I was fortunate to have been one of the core collective of volunteers who helped prepare for the launch and to lay the foundation for this valuable community resource. The station has faced threats to its existence over the years but, thanks to the efforts of many others, continues to flourish to this day.

A few years ago, with the support of the station, I helped orchestrate a project to mark the 33 1/3 anniversary (dubbed “33 1/3 – Play it Back”). This was an attempt to capture and preserve some of the materials that formed the foundation of community radio in Hamilton. It also paid tribute to those individuals who were such a large part of the formation and development of CFMU. We produced a 3 disc set of archival material and a program book that captured many personal recollections of those early days. And, oh yeh, we partied! We were always pretty good at that!
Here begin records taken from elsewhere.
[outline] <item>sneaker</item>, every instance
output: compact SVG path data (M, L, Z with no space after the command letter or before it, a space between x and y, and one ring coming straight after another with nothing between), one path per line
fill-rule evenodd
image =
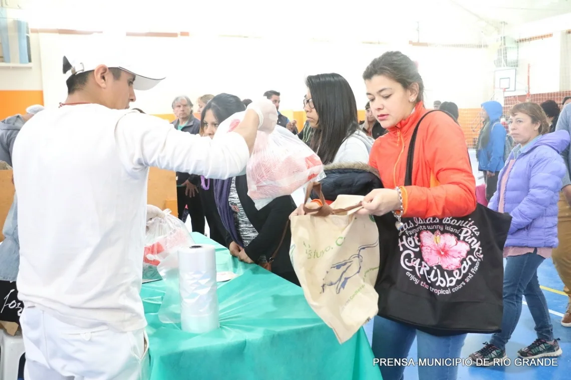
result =
M561 325L564 327L571 327L571 301L567 304L567 311L561 318Z
M548 342L545 339L536 339L533 343L517 352L520 358L542 358L560 356L563 353L557 342L559 339Z
M504 359L508 357L505 354L505 350L500 350L488 342L484 344L485 345L484 348L479 351L476 351L468 357L472 359L472 362L476 366L492 365L497 363L498 359L501 360L503 362Z

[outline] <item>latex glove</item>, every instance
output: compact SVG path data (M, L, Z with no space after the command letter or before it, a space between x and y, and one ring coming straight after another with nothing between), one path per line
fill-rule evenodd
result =
M238 255L240 254L240 251L242 251L242 247L240 247L235 242L232 242L230 243L230 247L229 250L230 251L230 254L234 257L238 257Z
M166 214L162 210L153 206L152 205L147 205L147 220L150 220L153 218L164 218Z
M264 97L253 101L248 105L247 109L251 109L258 113L260 119L258 130L268 133L274 131L278 123L278 109L270 99Z
M254 261L250 258L250 256L246 254L246 251L243 249L240 250L240 252L238 252L238 260L241 261L243 261L246 264L254 264Z

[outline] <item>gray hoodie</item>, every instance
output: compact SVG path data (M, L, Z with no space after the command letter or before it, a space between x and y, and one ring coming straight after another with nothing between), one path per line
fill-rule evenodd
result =
M14 142L24 122L21 115L10 116L0 121L0 161L5 161L12 165Z
M559 114L559 119L557 120L557 126L556 127L556 130L566 130L568 133L571 134L571 107L569 104L563 107L563 111ZM571 154L569 154L569 146L561 152L561 157L567 166L567 172L565 177L563 177L563 187L565 187L568 185L571 185L571 178L569 177L569 168L571 167Z

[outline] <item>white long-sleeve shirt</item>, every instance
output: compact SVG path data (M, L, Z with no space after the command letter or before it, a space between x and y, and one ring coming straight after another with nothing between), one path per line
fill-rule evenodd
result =
M150 166L236 175L250 153L230 133L215 141L165 120L97 104L46 109L13 153L18 297L79 327L146 325L141 288Z

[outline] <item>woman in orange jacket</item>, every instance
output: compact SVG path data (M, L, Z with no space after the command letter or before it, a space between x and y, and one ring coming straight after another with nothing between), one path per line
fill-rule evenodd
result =
M363 79L371 109L388 133L375 141L369 162L379 170L385 189L368 194L360 212L441 218L474 211L476 181L464 133L444 112L431 113L422 121L415 148L415 185L403 186L411 137L427 112L423 102L423 80L414 62L400 52L387 52L371 63ZM419 358L429 359L460 357L466 335L437 336L377 316L373 332L375 357L406 358L415 337ZM454 380L457 369L454 366L419 367L419 378ZM402 379L404 370L399 366L380 368L384 380Z

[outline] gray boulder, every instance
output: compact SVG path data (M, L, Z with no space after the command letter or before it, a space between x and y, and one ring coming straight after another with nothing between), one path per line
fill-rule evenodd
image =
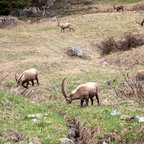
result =
M80 47L72 47L68 49L67 54L69 56L75 56L84 59L83 51L80 49Z

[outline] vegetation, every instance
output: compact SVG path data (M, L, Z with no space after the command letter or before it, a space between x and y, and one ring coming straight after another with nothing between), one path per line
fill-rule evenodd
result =
M28 0L0 0L0 15L9 15L15 8L24 8Z
M107 5L111 7L109 2ZM62 23L72 23L74 32L61 33L57 22L48 22L48 18L32 24L20 21L15 27L1 29L1 143L8 140L16 143L12 142L12 136L20 137L19 143L57 143L59 138L67 137L67 123L79 125L86 143L143 143L144 127L137 116L144 117L144 100L139 97L139 103L134 95L118 97L114 88L120 94L121 90L124 94L127 90L131 92L119 69L129 72L130 77L143 69L144 46L112 51L104 56L98 48L103 40L111 37L116 41L130 32L134 36L143 35L143 27L135 22L141 18L139 11L79 13L59 18ZM67 48L73 46L83 50L85 60L66 54ZM16 88L15 72L21 74L29 68L39 71L40 85L29 86L27 90ZM100 106L96 99L93 106L89 102L89 106L82 108L79 100L66 104L61 92L64 77L71 77L67 93L82 83L96 82L100 87ZM116 80L110 86L105 82L109 78ZM115 112L117 114L112 115ZM28 115L38 113L44 117L36 118L38 121L33 124L33 118ZM121 119L122 115L130 116L132 120Z
M4 90L0 90L1 127L0 143L13 141L21 143L58 143L58 138L67 134L67 126L64 118L48 110L44 106L32 104L21 96L13 96ZM30 117L30 114L41 114L42 117ZM34 123L34 120L37 122ZM17 133L15 138L14 134Z

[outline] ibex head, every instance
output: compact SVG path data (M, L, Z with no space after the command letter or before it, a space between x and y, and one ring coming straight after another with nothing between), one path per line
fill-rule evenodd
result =
M66 77L63 79L63 82L62 82L62 93L63 93L63 95L64 95L64 97L66 99L66 102L70 104L72 102L72 99L70 97L70 94L67 94L67 92L66 92L67 91L67 83L68 83L68 81L65 84L65 80L66 80Z

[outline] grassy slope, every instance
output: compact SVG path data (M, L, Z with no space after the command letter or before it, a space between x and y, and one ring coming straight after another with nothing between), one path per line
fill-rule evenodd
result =
M67 126L64 118L44 106L31 103L21 96L13 96L4 90L0 90L1 127L0 135L13 132L21 133L28 139L21 143L58 143L58 138L65 137ZM36 118L36 124L28 118L29 114L43 114L42 118ZM0 139L1 143L6 138Z
M130 31L143 34L143 28L135 24L135 19L141 19L141 13L98 13L62 18L62 22L69 21L73 23L76 29L75 32L60 33L60 29L56 27L56 22L46 21L1 30L0 76L9 74L3 82L4 87L11 89L11 92L15 94L15 88L13 87L15 84L15 71L22 72L25 69L35 67L40 72L41 85L39 87L30 87L24 93L24 96L45 106L31 104L25 98L14 97L1 91L3 105L1 111L6 109L8 117L8 112L19 115L18 120L13 119L12 124L9 123L9 119L5 120L3 117L1 133L5 124L9 123L8 128L30 135L30 140L33 142L35 142L33 132L37 130L38 133L35 134L36 141L42 142L43 138L50 135L50 141L53 143L59 137L66 136L66 123L61 116L55 113L50 114L56 119L56 121L53 118L51 119L52 124L50 126L61 125L60 127L55 126L56 129L52 132L47 131L47 128L51 128L49 125L44 124L46 128L41 129L38 126L31 125L31 120L25 119L28 113L47 113L47 111L52 110L63 113L70 119L75 117L77 121L85 122L84 127L86 129L97 128L98 139L111 135L121 135L121 139L124 137L127 141L133 143L144 140L143 127L141 123L138 123L137 119L135 119L134 123L131 123L121 121L120 115L113 117L110 115L110 112L116 109L121 114L144 116L144 109L135 101L121 101L114 97L113 90L104 81L114 77L119 82L121 81L121 75L116 67L102 66L103 58L99 56L97 48L93 46L93 43L98 43L109 36L118 37ZM65 49L71 46L80 46L87 59L81 60L66 56ZM114 57L116 57L115 54ZM143 65L134 66L133 71L137 71L137 67L141 69ZM72 76L72 79L68 85L68 92L81 83L96 81L100 88L103 88L100 92L101 106L98 107L96 101L94 101L94 106L84 108L79 107L79 101L75 101L71 105L65 104L64 97L61 94L61 81L65 76L69 75ZM19 92L21 90L18 90ZM12 103L10 109L5 106L6 101ZM22 103L16 105L15 108L15 103L20 102ZM28 103L27 107L24 107L25 103ZM21 114L22 112L24 115ZM62 120L62 123L59 119ZM25 125L21 124L21 120L24 120L26 127L31 126L32 130L23 131ZM43 119L40 121L43 123Z

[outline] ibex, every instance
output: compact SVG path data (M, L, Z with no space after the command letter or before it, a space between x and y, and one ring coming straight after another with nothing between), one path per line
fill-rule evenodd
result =
M122 10L122 11L124 11L124 6L123 5L120 5L120 6L117 6L117 7L115 5L116 5L116 3L113 4L113 9L114 10L117 10L117 11Z
M32 86L34 86L34 80L37 81L37 85L39 85L39 80L38 80L38 71L34 68L28 69L24 71L19 78L17 78L16 73L15 73L15 80L16 80L16 86L22 85L24 88L28 88L29 81L31 81ZM26 86L24 85L26 83Z
M71 31L71 29L74 31L74 29L72 28L72 25L70 23L60 24L60 21L58 21L57 26L61 27L61 32L64 32L66 28L69 28L70 31Z
M48 8L47 5L48 5L48 1L46 2L46 4L44 6L42 6L42 16L43 17L46 15L46 9Z
M91 105L93 105L93 97L95 96L97 99L97 103L99 105L99 87L94 82L88 82L86 84L79 85L75 90L73 90L70 94L67 94L65 85L66 78L63 79L62 82L62 93L67 101L67 103L71 103L73 100L81 100L81 107L83 106L84 100L86 100L86 105L88 106L89 98L91 100Z
M144 24L144 19L141 22L136 21L136 23L138 23L139 25L143 26Z
M134 78L136 80L144 81L144 70L138 71Z

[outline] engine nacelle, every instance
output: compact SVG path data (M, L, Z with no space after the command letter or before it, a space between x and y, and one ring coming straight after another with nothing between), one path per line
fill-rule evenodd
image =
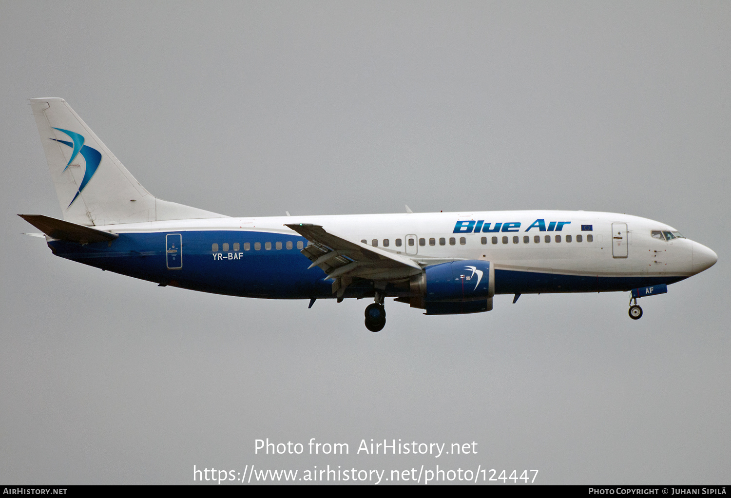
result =
M479 313L493 309L495 269L490 261L452 261L427 266L411 279L413 308L426 314Z

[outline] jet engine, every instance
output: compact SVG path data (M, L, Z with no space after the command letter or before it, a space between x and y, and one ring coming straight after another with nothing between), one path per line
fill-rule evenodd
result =
M426 314L480 313L493 309L495 269L490 261L468 260L427 266L410 281L412 308Z

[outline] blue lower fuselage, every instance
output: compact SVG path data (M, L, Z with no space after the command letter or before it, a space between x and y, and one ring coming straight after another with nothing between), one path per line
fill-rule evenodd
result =
M181 233L181 237L175 237ZM51 241L48 246L61 257L162 285L247 298L335 297L332 282L325 280L325 272L317 267L308 269L310 261L298 249L298 243L301 243L300 246L306 245L306 240L295 235L266 233L264 235L255 231L229 230L121 233L110 243L83 245ZM175 241L181 241L182 246L171 249ZM232 243L227 243L228 250L224 251L226 241ZM239 250L233 250L233 241L238 243ZM498 266L495 293L626 291L672 284L685 278L569 275L505 270ZM409 292L407 283L387 287L391 296L405 296ZM368 297L373 293L371 282L356 280L344 297Z

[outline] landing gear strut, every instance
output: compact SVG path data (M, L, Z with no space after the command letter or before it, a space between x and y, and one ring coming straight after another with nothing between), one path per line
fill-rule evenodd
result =
M366 328L379 332L386 325L386 309L383 306L383 293L376 291L376 302L366 308Z
M629 317L632 320L640 320L642 318L642 308L637 306L637 298L629 298L629 303L632 303L632 300L635 300L635 304L629 306Z

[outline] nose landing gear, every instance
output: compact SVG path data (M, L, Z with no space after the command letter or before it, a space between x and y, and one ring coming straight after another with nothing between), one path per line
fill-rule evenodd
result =
M629 306L629 317L632 320L640 320L642 318L642 308L637 306L637 298L629 298L629 304L632 303L632 300L635 300L635 304Z
M380 332L386 325L386 308L383 306L382 293L376 293L376 302L366 308L366 328L371 332Z

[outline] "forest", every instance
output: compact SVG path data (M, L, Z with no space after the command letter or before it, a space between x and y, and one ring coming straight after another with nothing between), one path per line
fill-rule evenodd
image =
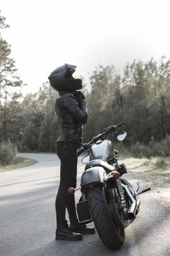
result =
M48 81L36 93L18 93L23 82L1 35L8 27L0 15L0 150L11 143L9 148L14 145L19 152L55 152L60 129L54 112L58 93ZM83 88L89 116L84 142L124 121L127 152L134 157L170 155L169 59L135 59L122 74L114 65L98 65L89 80Z

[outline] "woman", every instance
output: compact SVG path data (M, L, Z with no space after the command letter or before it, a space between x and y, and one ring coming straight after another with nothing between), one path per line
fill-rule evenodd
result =
M68 193L69 187L76 187L76 150L82 142L83 124L87 121L85 98L77 90L82 88L81 80L72 76L75 70L76 66L65 64L54 70L49 77L51 85L59 93L55 113L61 125L56 143L56 152L61 161L61 179L55 200L55 238L62 240L81 240L81 234L94 233L94 229L79 223L74 195ZM66 219L66 209L70 226Z

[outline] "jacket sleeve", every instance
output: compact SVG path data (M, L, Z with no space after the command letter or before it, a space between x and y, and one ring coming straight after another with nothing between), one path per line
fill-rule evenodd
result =
M72 93L67 93L63 99L63 106L70 114L79 122L86 124L87 121L87 107L84 100L78 102Z

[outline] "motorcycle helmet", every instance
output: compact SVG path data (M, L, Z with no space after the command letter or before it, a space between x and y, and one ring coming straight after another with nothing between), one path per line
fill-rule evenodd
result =
M74 79L72 74L76 71L76 66L65 64L52 72L48 77L50 85L55 90L76 90L82 88L81 79Z

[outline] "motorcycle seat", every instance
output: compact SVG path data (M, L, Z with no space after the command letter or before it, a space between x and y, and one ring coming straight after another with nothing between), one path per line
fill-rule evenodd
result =
M96 166L103 167L103 168L106 171L107 173L109 173L109 172L115 170L115 168L112 166L111 166L107 162L106 162L103 160L101 160L101 159L95 159L95 160L91 161L89 163L88 163L86 165L85 170L87 170L91 167L96 167Z

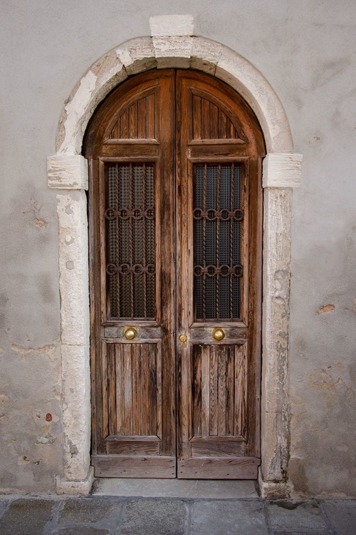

So, today, as I ruminated on the 40th anniversary, I  took time  to review some of this material. I was reminded of how special these times were – with such a special group of people – that made an enduring contribution to university and community life in Hamilton. I am fortunate to have had such a life experience. My PD may very well limit my ability to make such a contribution again, but it won’t prevent the longing. Thank you CFMU and my radio friends and family!